Flickr Sux
www.flickr.com

After winding down this hyper-geeky and über-uncool (yet embarrassingly satisfying) “Month of Photography” that crested with Photolucida and the Society for Photographic Education national conference, I thought it was time to flee the images of the trained and calculated photographers for something fresher and more immediate.

I was somewhat familiar with Flickr.com–the boomingly popular photo-sharing web phenomenon–and thought that a look at its mammoth repository of catalogued, amateur photographs would be an appropriate way to end the month. After spending some time going through a fraction of the 5.5 million photographs on the database, I came to one conclusion–Flickr Sux!

One of the main objectives of the young website is “to make the process of organizing photos collaborative.” Members (who can register for free) post their snapshots–an ungodly number of which come from camera phones–online into virtual albums that are open to the public.
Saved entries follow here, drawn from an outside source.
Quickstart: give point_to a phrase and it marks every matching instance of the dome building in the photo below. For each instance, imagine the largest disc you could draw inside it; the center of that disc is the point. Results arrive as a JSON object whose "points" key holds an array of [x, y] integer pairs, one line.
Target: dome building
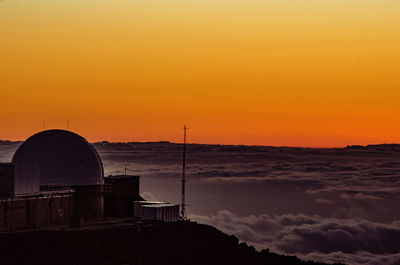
{"points": [[55, 177]]}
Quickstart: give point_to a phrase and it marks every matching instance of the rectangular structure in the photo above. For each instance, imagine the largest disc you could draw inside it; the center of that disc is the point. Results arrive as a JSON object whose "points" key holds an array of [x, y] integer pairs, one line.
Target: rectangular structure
{"points": [[160, 211], [6, 180], [120, 192]]}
The magic of Flickr lies in the “tag”; each image is categorized by subject matter, and viewers can also browse by topics both mundane and arcane. Girls Eating Sandwiches is a humorous album started locally, but a glance at the other 100 most popular albums yields stiflingly lame results: baby, 2004, flowers, party, people.

To use a more popular metaphor, I think not of the general suckiness of TV award shows, but of one whose appeal I can’t begin to fathom–the People’s Choice Awards. Call me an elitist, or at least an anti-populist, but majority consensus always favors the least daring, middle-of-the-road option. I’d prefer to see (in theory, anyway), the Critic’s Choice Awards (for obvious reasons), and after that the Oscars, where honors are bestowed from a peer community. When everybody participates, mediocrity spreads like a virus.

There are some marginally interesting tags and photos on Flickr, and somebody could conceivably curate a charming show of amateur photographs from the site. But that very idea is completely un-Flickr. Flickr dictates that everyone get the same amount of playing time, that no images are more worthy of viewing than others. Glimmers of brilliance are lost in a sea of mediocrity. Learning to Love You More succeeds because it attracts creative people; Found Magazine succeeds because it carefully chooses its selections; the best blogs about photography succeed because they highlight interesting work. And Flickr succeeds because… everybody gets to participate? The only things flickering here are my eyelids as I slip into deep REM sleep.